Разумеется, это порождало ностальгию по "настоящим царским словам". С каким чувством пелось в пьяной компании — "га-а-аспада афицэры, голубые князья-а-а". Тогда слово "голубой" было вполне невинным, а вот "га-а-аспада" — это было круто. Забегая сильно вперед, вспомню, как это самое запретно-манящее слово начало звучать по телевизору — эффект был таким же, как демонстрация по тому же телевизору мягкого порно: людей колбасило.
Или вот еще — взять слово "кадет". Советские люди почему-то очень нервно на него реагировали, так как оно имело два значения: член какой-то царской партии и какое-то воинское то ли звание, то ли должность, то ли даже титул (тут все путались). Во всяком случае, выражение "кадетские полки" воспринималось как-то очень всерьез. Один мой знакомый, по молодости лет увлекавшийся бренчанием на гитаре, сочинил некогда песню, где "строгий юнкер и бравый кадет" играют в карты "на русскую рулетку" и в конце концов "стреляются оба". У товарища была, конечно, каша в голове, но каша эта была очень для того времени характерная.
Но оставим слова и перейдем к мыслям. Советские люди понимали революцию еще и как нравственный переворот. До нее понятия хорошего и плохого были смещены и перепутаны, и только революция все расставила по местам.
Во— первых, частная собственность. Отношение советских людей к ней было неровным. С одной стороны, они, конечно, хотели иметь "всего и побольше" -мещанство в "совке" было то еще, махровое и застарелое, как простатит. С другой — к натуральной частной собственности на средства производства относились плохо. Хотелось собственности личной, а не частной: дворцов, а не заводов. Ну кому нужен завод, эта обуза? Разве что сумасшедшему. Капиталисты, правда, с тех заводов имели прибыль, это было, наверное, приятно. Но само владение заводом — брр, зачем?
Еще "царизм". Многие советские верили, что царя свергли (и убили) все в тот же самый день 7 ноября 1917 года. Несколько более грамотные помнили, что свергли его раньше, а убили позже, но когда случилось то и это — уже не удерживалось в памяти. Первое "где-то в феврале", второе вообще непонятно когда. В советском сознании по поводу этого обстоятельства была какая-то неловкость: убили и убили, но ведь вроде и семью положили, и детей, а это нехорошо.
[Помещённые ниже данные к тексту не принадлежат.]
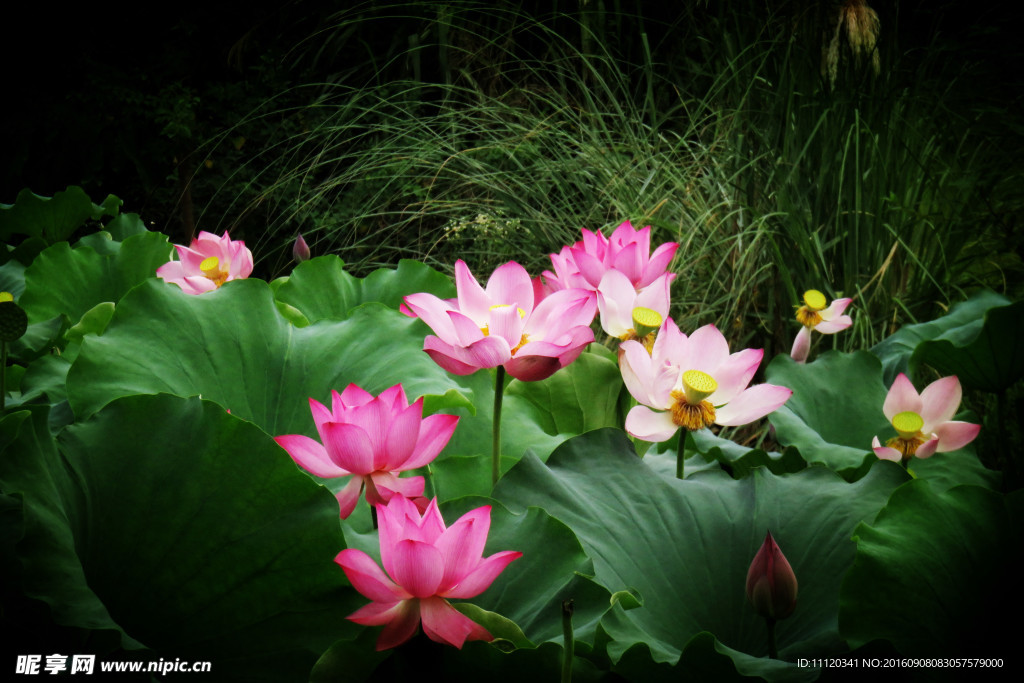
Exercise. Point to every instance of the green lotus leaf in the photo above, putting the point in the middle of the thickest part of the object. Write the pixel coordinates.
(835, 384)
(964, 319)
(70, 282)
(739, 460)
(232, 346)
(321, 288)
(579, 397)
(52, 218)
(986, 357)
(686, 546)
(935, 572)
(193, 534)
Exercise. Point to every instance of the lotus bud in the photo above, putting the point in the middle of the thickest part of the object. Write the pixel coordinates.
(300, 252)
(771, 586)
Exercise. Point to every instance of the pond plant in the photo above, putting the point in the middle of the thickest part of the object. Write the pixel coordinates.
(174, 489)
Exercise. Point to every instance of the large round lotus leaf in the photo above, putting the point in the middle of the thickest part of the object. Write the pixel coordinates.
(579, 397)
(45, 561)
(966, 317)
(190, 530)
(233, 347)
(988, 358)
(321, 288)
(52, 218)
(936, 573)
(69, 282)
(686, 546)
(835, 410)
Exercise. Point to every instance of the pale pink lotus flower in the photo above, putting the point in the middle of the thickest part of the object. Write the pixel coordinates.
(501, 326)
(693, 382)
(207, 263)
(924, 422)
(624, 309)
(426, 564)
(814, 314)
(371, 439)
(628, 250)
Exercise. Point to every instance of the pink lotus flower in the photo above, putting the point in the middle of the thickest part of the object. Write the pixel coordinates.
(692, 383)
(371, 439)
(426, 563)
(771, 585)
(923, 422)
(207, 263)
(501, 326)
(619, 302)
(628, 250)
(815, 315)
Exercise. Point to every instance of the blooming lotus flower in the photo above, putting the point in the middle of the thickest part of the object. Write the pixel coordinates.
(629, 314)
(501, 326)
(371, 440)
(923, 422)
(771, 586)
(426, 564)
(693, 382)
(814, 314)
(207, 263)
(628, 250)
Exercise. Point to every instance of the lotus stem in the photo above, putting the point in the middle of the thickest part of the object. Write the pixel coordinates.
(681, 455)
(3, 376)
(496, 457)
(568, 643)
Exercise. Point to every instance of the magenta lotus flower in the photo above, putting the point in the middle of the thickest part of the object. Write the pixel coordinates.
(502, 325)
(771, 585)
(693, 382)
(425, 565)
(814, 314)
(628, 251)
(924, 422)
(627, 313)
(371, 440)
(207, 263)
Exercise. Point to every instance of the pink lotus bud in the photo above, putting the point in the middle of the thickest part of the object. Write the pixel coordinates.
(771, 586)
(300, 252)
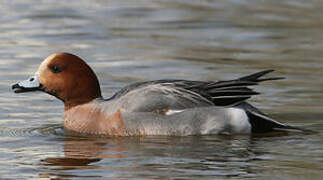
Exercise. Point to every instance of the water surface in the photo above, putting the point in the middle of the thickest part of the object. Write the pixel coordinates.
(130, 41)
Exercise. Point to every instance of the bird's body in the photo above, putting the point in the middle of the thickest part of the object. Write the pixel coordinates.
(162, 107)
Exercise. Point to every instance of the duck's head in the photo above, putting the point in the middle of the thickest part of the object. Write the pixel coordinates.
(64, 76)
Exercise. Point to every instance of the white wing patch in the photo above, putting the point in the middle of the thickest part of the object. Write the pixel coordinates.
(238, 120)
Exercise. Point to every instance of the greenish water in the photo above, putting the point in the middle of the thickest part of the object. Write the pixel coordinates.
(128, 41)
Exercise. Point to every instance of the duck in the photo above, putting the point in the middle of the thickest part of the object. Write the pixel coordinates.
(171, 107)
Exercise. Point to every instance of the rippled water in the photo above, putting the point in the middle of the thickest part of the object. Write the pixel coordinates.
(128, 41)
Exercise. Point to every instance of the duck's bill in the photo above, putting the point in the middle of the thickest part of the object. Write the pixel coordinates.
(31, 84)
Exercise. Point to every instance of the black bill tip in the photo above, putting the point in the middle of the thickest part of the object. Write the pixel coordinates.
(19, 89)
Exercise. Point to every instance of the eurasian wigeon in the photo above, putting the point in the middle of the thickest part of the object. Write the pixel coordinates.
(162, 107)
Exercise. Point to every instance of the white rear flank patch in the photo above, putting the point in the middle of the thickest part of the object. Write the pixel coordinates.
(238, 120)
(170, 112)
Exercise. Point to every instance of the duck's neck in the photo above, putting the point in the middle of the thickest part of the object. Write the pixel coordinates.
(77, 102)
(92, 118)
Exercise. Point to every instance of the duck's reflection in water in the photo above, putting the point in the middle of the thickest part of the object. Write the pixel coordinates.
(81, 153)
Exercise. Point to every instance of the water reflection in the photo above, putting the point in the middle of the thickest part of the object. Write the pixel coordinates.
(222, 156)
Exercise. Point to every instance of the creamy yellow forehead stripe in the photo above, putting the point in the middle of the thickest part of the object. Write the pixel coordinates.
(43, 65)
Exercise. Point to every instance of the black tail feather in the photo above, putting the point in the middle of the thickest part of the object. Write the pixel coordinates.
(261, 123)
(255, 77)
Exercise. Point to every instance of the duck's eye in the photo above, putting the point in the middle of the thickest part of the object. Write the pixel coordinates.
(56, 69)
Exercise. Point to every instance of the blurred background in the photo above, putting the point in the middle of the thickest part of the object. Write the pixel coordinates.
(138, 40)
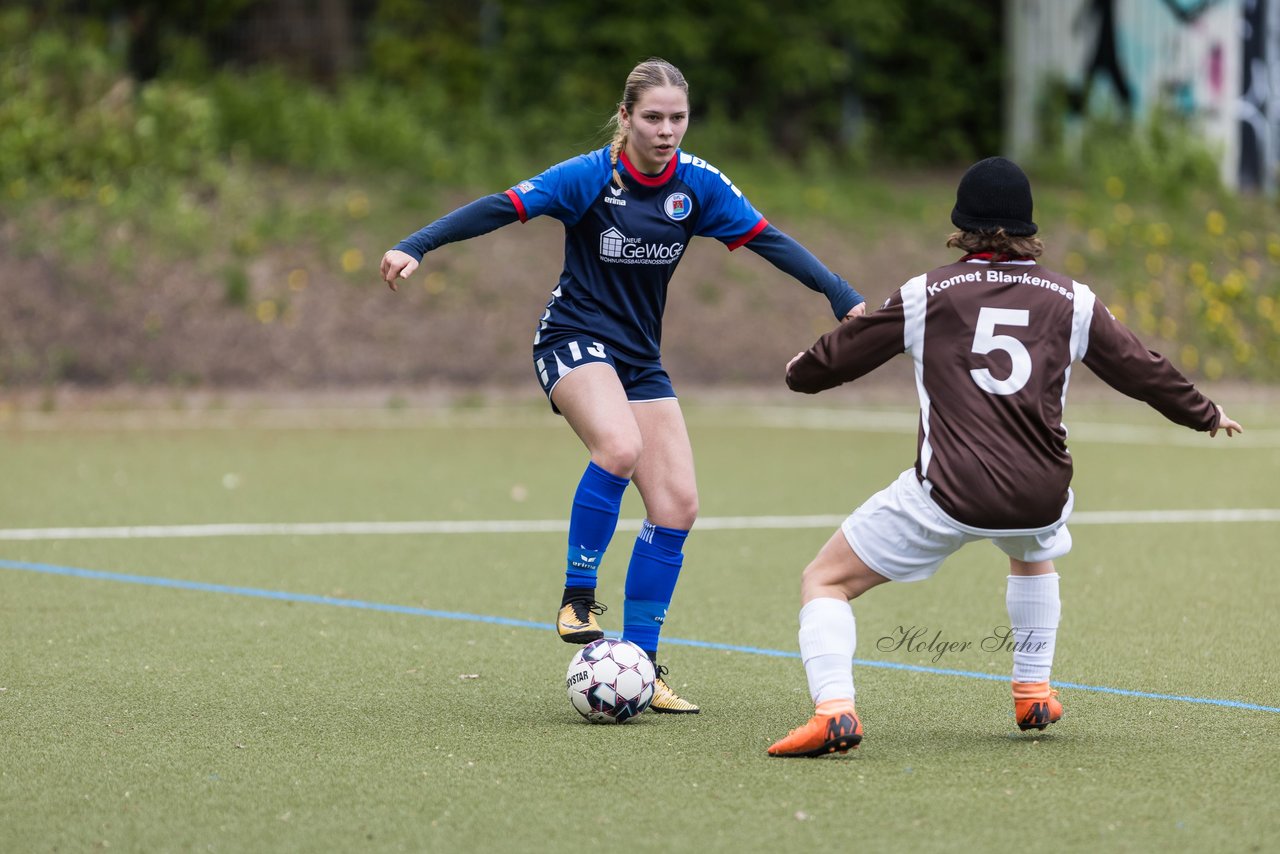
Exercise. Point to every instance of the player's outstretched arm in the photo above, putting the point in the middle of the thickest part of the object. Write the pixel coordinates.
(479, 218)
(397, 265)
(1224, 423)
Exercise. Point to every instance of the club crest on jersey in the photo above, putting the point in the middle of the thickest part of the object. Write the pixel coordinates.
(677, 206)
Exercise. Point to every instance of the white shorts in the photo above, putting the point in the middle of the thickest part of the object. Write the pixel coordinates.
(901, 534)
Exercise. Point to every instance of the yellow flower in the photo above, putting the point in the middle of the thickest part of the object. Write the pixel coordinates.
(1233, 284)
(1215, 314)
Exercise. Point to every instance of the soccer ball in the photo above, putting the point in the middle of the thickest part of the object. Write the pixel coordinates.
(609, 680)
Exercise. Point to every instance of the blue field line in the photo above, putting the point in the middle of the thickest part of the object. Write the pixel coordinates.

Отговаривались тем, что "Ленин об этом не знал".
Так же понималась религия — как умственное извращение. Советское общество врало себе во многом, но не в этом — оно и впрямь было атеистическим до глубины дна. "Бог" воспринимался именно как дурацкая идея, нужная, "чтоб обманывать". То, что обман действовал и на самих обманщиков (многие буржуи и помещики ходили в церковь и даже верили в бога), понималось как особая вредность религии — ну, как химическое оружие, которое настолько ядовито, что травит и тех, кто его применяет. "Сами придумали и сами потравились". Советскую идеологию в этом смысле воспринимали как менее вредную — хотя и не столь заводящую. Вместо опиума завезли типа водку, что здоровее.
В конце концов, правда, та водка окончательно выдохлась — отчего произошли известные события конца восьмидесятых. Но это уже совсем другая история.